3. The method for mining indoor track frequent pattern based on fuzzy grid sequence as defined in claim 1, wherein the step (2) is to convert track data into fuzzy grid sequence, and the specific implementation method comprises:

(3-1) traversing each track in the track database, judging according to the position of a sample point in the track, and if the sample point is certain to belong to the grid, namely is in the accurate area of the grid, representing the sample point by using the id of the grid; if the sample point possibly belongs to the grid, namely is in a fuzzy area of the grid, the sample point is represented by the opposite number of the grid id, and the id is an identifier of the grid;

(3-2) for each track, integrating the representation of all sample points in (3-1) to form a fuzzy grid sequence of tracks.

4. The method for mining indoor track frequent patterns based on fuzzy grid sequences of claim 1, wherein step (3) is to process the grid, and the implementation method is as follows:

(4-1) recording index positions of the grid: for each track in the track database, each grid through which the track passes is recorded in the form of an information pair (i, j), wherein i represents that the index of the track where the grid is positioned in the track database is i, and j represents that the index of the grid on the track is j;

(4-2) calculating the support degree of the mesh: and calculating the support degree of each grid in each track, and adding the grids with the support degree exceeding the minimum support degree into the candidate set.
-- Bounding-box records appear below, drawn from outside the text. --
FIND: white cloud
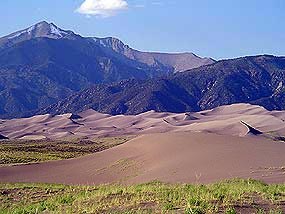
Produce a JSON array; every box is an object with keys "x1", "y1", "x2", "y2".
[{"x1": 76, "y1": 0, "x2": 128, "y2": 17}]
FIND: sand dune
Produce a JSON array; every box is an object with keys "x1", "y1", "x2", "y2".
[
  {"x1": 0, "y1": 104, "x2": 285, "y2": 139},
  {"x1": 0, "y1": 132, "x2": 285, "y2": 184}
]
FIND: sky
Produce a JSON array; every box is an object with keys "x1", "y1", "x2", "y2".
[{"x1": 0, "y1": 0, "x2": 285, "y2": 59}]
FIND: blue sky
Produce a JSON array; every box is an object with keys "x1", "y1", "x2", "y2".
[{"x1": 0, "y1": 0, "x2": 285, "y2": 59}]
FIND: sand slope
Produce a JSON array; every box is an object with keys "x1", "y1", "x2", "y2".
[
  {"x1": 0, "y1": 132, "x2": 285, "y2": 184},
  {"x1": 0, "y1": 104, "x2": 285, "y2": 139}
]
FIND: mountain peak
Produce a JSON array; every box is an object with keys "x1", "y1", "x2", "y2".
[{"x1": 0, "y1": 21, "x2": 78, "y2": 46}]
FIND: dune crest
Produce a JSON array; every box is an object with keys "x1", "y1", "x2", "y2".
[{"x1": 0, "y1": 104, "x2": 285, "y2": 138}]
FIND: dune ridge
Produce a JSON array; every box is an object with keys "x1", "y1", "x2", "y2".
[{"x1": 0, "y1": 104, "x2": 285, "y2": 139}]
5. The method for mining indoor track frequent patterns based on fuzzy grid sequences of claim 1, wherein step (4) is to process the candidate set, and the implementation method is as follows:

and (5-1) establishing a projection database for each grid in the candidate set, calculating the support degree of the newly generated candidate track pattern, and repeating the steps until all track frequent patterns are mined by the candidate track pattern with the support degree exceeding the minimum support degree.